Apple sends another cease-and-desist over 'App Store'

Amahi, a company that offers home server software, says it doesn't have the resources to dispute Apple's "heavy handed move" and asks users to help rename its app marketplace.

Don Reisinger
CNET contributor Don Reisinger is a technology columnist who has covered everything from HDTVs to computers to Flowbee Haircut Systems. Besides his work with CNET, Don's work has been featured in a variety of other publications including PC World and a host of Ziff-Davis publications.
Don Reisinger
3 min read
Amahi needs to change its App Store name.
Amahi will rename its App Store. Amahi

Apple has reportedly sent a cease-and-desist letter to Amahi over its use of the term "App Store."

Amahi offers home server software for those who want to store and share content across their personal network. The company also has an application marketplace where users can download apps to extend the use of its software.

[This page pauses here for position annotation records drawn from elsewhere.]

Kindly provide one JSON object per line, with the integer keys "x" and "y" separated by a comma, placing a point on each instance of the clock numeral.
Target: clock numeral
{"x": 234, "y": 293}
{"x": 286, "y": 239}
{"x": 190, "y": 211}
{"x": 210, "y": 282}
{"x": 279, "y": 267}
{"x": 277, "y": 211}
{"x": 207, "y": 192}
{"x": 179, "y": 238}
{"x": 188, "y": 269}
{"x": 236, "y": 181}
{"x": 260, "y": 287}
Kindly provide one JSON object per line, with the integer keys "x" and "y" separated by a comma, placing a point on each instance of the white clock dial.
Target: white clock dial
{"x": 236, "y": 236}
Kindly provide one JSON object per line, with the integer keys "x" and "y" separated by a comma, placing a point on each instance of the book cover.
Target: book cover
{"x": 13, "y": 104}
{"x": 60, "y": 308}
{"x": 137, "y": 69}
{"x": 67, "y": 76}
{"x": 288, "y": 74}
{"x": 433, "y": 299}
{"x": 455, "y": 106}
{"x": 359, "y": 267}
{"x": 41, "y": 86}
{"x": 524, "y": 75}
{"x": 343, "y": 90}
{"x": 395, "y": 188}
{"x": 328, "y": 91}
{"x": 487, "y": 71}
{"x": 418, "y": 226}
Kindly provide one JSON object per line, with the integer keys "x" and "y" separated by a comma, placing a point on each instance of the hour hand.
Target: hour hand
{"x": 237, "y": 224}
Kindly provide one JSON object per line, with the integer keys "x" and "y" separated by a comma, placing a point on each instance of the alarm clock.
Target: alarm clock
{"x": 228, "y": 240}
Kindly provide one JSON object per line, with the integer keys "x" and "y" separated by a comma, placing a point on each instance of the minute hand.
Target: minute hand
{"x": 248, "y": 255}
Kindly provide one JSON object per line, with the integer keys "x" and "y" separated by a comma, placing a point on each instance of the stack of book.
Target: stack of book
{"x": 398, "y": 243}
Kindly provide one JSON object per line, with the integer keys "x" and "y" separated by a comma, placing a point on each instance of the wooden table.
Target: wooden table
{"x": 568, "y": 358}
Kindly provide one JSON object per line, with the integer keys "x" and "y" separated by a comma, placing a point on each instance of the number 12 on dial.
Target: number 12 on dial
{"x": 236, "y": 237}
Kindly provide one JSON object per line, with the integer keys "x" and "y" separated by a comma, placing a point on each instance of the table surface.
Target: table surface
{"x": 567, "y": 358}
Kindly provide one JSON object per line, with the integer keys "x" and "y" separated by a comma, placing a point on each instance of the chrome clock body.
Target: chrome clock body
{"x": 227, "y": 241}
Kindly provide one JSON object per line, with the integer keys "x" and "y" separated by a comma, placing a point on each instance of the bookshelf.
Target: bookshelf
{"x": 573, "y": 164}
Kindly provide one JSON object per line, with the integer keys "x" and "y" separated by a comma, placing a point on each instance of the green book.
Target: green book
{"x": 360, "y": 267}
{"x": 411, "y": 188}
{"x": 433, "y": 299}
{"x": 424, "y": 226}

A member of the Amahi team published a letter that he claimed was sent to the software developer by Apple lawyers, saying that Amahi's use of "App Store" was in violation of the iPhone maker's trademark.

"It has recently come to our attention that Amahi is using the title 'App Store' for a tab on its Web site," Apple's lawyers wrote in the letter. "Amahi's use of the title 'App Store' improperly incorporates Apple's App Store mark in its entirety, and as such, is likely to confuse consumers into thinking that Amahi is offering Apple's App Store service to its customers, or is otherwise authorized by or associated with Apple, when of course, it is not."

The letter requests Amahi discontinue its use of the term App Store and "agree to refrain from such uses in the future."

For its part, Amahi said that it was in "shock" when it received the letter and that due to Apple's "heavy handed move" and its belief that it's "literally nothing next to Apple," it won't be able to fight the claim. Instead, the company is holding a contest for users to rename its application marketplace.

"We'd like it if you submit your suggestion for a term to use for Amahi's store area, in every language on the surface of the earth, except of course using the term 'app store,'" Amahi wrote on its blog.

Amahi's troubles with Apple are the latest chapter in the ongoing saga of whether or not Apple can stake claim to the App Store name.

In January, Microsoft filed a motion with the U.S. Patent and Trademark Office (U.S. PTO), saying that "App Store" is too generic for any company to hold a trademark. Apple responded in February, saying that App Store is no more generic than Microsoft's own Windows trademark.

"Microsoft, missing the forest for the trees, does not base its motion on a comprehensive evaluation of how the relevant public understands the term App Store as a whole," Apple said in its own filing with the U.S. PTO.

But it wasn't only Microsoft that Apple took issue with. In March, the company sued Amazon over the online retailer's use of "App Store." In a countersuit, Amazon argued that Apple's use of the term "App Store" was too generic, and called on the U.S. District Court for the Northern District of California to throw the case out.

Though that battle is still being waged, just yesterday U.S. District Judge Phyllis Hamilton said that she will "probably" dismiss Apple's claims against Amazon, telling the company that she was "troubled by the showing that you've made so far."

Apple's battles haven't only been with big companies as of late. Also in March, Apple sent a cease-and-desist letter to adult applications marketplace MiKandi. That company, which serves up x-rated applications, was forced to change its offering's name from "app store" to "app market."